Polícia Metropolitana considerou que autorizar a marcha para Jesus em Whitechapel seria imprudente, por haver ‘probabilidade muito real’ de violência e desordem na área, segundo autoridades
A Polícia de Londres proibiu uma marcha para Jesus marcada para 31 de janeiro em Whitechapel, bairro de Tower Hamlets, alegando risco de confrontos e desordem na região.
A manifestação, anunciada nas redes sociais como uma “marcha cristã” para adorar Jesus Cristo, foi vetada pelos policiais por temer reação local em uma área predominantemente muçulmana.
Os detalhes da decisão foram divulgados à imprensa, com a autoridade policial apontando incidentes anteriores como base para a proibição, conforme informação divulgada pelo The Telegraph.
Decisão e justificativa policial
A autoridade usou poderes previstos na Lei de Ordem Pública para impedir a realização da marcha para Jesus em Whitechapel, citando que o evento representaria “um risco de violência grave para membros da comunidade e para nossos policiais”.
O Comissário Adjunto James Harman afirmou haver uma “probabilidade muito real” de que a presença do grupo pudesse “levar a sérios distúrbios ou desordem”.
Em suas declarações, a polícia salientou que “não estamos dizendo que o protesto do UKIP, isoladamente, será desordeiro. Mas sabemos que muitos o acharão provocativo e isso levará a uma reação local adversa”, e que “seria imprudente permitir que um evento acontecesse quando entendemos que existe o risco de violência grave contra membros da comunidade e contra nossos policiais”.
Antecedentes e riscos de confrontos
Autoridades justificaram a decisão lembrando de episódios anteriores na região, incluindo uma mobilização em outubro de 2025 que teve de ser transferida para o centro de Londres após intervenção policial.

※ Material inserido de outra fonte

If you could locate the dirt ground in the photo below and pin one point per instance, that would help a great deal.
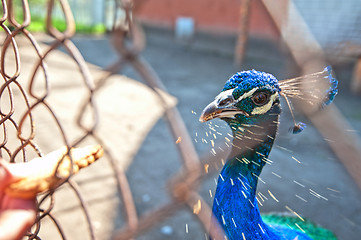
(194, 72)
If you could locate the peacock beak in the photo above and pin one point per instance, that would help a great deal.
(213, 110)
(209, 112)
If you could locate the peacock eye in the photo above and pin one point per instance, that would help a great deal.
(260, 98)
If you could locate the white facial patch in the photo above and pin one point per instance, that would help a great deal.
(247, 94)
(265, 108)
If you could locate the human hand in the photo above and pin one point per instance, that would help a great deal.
(16, 215)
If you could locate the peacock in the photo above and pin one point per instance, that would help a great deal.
(250, 104)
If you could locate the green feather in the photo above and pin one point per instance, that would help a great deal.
(312, 230)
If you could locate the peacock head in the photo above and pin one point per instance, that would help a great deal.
(247, 98)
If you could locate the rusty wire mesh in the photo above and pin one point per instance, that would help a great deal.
(183, 186)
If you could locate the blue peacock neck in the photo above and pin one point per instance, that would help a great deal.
(235, 203)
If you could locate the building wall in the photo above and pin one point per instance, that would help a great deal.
(209, 15)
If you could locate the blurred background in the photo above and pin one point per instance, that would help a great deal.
(134, 76)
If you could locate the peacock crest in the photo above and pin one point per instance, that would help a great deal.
(250, 104)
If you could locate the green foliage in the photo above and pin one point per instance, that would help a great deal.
(313, 231)
(38, 23)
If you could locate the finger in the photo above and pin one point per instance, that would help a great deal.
(15, 222)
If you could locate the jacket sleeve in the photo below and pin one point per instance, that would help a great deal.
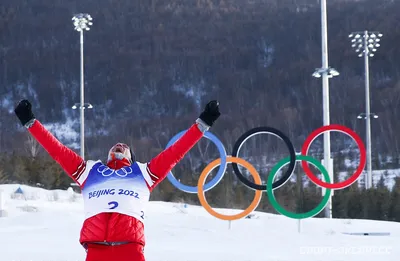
(71, 162)
(159, 167)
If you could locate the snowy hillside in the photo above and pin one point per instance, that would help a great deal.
(44, 226)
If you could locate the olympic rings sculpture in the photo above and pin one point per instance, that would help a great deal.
(201, 187)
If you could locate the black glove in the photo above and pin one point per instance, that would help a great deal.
(210, 113)
(24, 112)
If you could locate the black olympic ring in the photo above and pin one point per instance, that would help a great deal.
(268, 130)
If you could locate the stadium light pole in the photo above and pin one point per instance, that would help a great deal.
(81, 24)
(366, 44)
(326, 72)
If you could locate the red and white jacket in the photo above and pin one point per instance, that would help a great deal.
(115, 227)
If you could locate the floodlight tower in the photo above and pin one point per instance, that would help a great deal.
(81, 24)
(326, 72)
(366, 43)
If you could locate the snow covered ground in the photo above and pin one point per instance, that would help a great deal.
(45, 225)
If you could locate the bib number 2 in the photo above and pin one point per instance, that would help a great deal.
(114, 205)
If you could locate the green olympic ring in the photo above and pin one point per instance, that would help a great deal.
(275, 203)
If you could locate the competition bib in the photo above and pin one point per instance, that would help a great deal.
(123, 191)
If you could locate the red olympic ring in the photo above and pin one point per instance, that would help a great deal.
(352, 134)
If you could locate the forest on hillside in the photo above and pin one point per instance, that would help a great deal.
(150, 67)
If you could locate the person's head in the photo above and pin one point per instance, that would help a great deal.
(120, 153)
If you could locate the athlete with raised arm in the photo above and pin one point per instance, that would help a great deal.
(115, 194)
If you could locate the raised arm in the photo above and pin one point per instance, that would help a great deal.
(159, 167)
(71, 162)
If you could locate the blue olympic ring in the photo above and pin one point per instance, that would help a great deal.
(215, 180)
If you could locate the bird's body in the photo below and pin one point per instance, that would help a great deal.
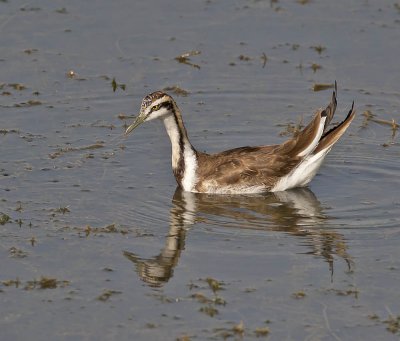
(246, 169)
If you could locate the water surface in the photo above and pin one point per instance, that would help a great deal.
(97, 242)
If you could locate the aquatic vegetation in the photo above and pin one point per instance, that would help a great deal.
(322, 86)
(177, 90)
(106, 295)
(116, 85)
(184, 58)
(4, 218)
(299, 294)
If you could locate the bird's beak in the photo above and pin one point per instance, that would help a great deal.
(139, 120)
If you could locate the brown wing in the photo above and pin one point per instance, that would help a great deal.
(247, 166)
(265, 165)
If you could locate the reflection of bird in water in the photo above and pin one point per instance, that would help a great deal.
(296, 212)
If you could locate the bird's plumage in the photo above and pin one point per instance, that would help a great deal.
(246, 169)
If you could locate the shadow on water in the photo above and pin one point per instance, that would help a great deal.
(295, 212)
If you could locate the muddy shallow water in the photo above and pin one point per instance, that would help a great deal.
(95, 239)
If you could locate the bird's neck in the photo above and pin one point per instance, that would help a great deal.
(184, 156)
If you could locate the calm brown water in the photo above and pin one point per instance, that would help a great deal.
(95, 240)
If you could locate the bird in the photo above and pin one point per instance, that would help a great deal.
(249, 169)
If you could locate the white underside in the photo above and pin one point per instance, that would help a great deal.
(189, 176)
(303, 173)
(299, 177)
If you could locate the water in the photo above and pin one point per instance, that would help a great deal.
(100, 244)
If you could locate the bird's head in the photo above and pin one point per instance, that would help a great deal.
(155, 105)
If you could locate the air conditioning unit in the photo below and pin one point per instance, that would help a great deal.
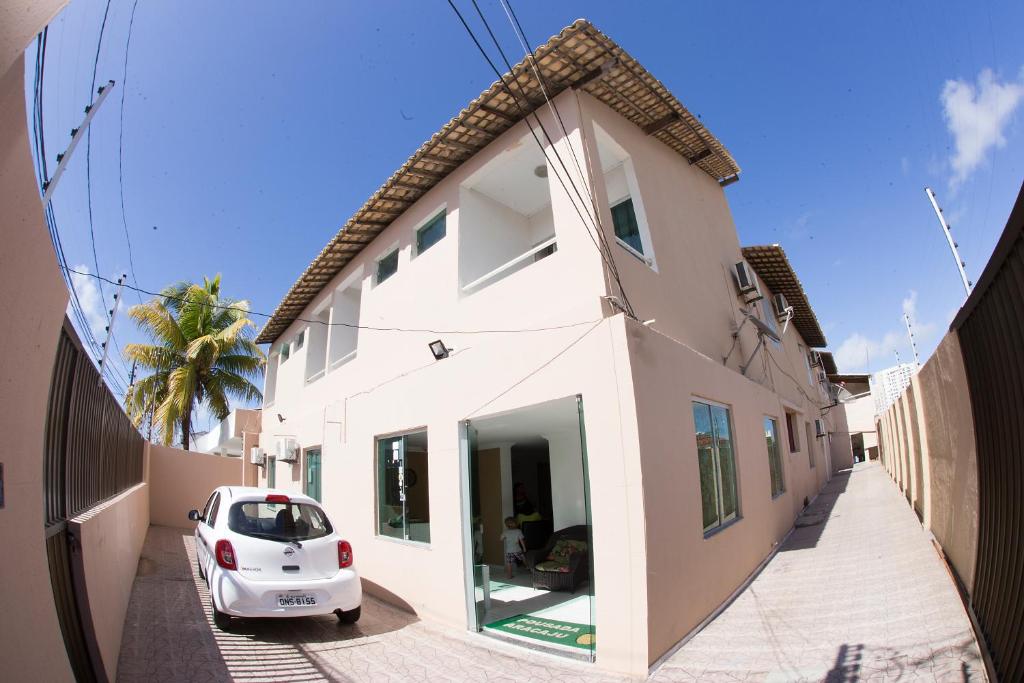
(782, 308)
(288, 451)
(745, 281)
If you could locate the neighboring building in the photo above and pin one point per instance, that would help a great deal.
(888, 384)
(225, 437)
(674, 444)
(855, 396)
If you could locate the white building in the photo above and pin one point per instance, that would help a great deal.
(677, 445)
(888, 384)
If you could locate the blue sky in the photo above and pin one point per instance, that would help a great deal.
(252, 130)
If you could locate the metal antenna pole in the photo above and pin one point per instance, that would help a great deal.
(949, 238)
(110, 327)
(76, 135)
(913, 344)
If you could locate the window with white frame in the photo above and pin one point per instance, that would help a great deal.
(402, 487)
(774, 458)
(717, 465)
(430, 233)
(628, 216)
(387, 265)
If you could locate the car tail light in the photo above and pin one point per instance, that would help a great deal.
(225, 555)
(344, 554)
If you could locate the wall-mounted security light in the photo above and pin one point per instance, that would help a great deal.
(439, 350)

Na ocasião, uma contra-manifestação formada em sua maioria por homens, muitos mascarados e vestidos de preto, organizou-se alegando que iria “defender sua comunidade”.
Segundo relatos, os homens proferiram frases como “Honraremos todos os nossos mártires”, e gritaram “Allahu Akbar”, que significa, em tradução para o português, “Deus é grande”, além de entoarem ataques a judeus com o grito “Escória sionista fora de nossas ruas”. A ação causou preocupação na comunidade judaica local.
Reações políticas e comunitárias
O episódio anterior foi descrito por Nigel Farage, membro fundador do UKIP, como “uma das coisas mais aterrorizantes” que já viu, e ele acusou a polícia de “ceder aos islamitas” e de “violar seu direito democrático de reunião”.
Em sentido oposto, a Rede de Solidariedade à Palestina de Tower Hamlets apoiou a proibição e afirmou que o bairro tem uma “longa e orgulhosa história de luta contra o fascismo”, agradecendo aos líderes locais por pressionarem a polícia.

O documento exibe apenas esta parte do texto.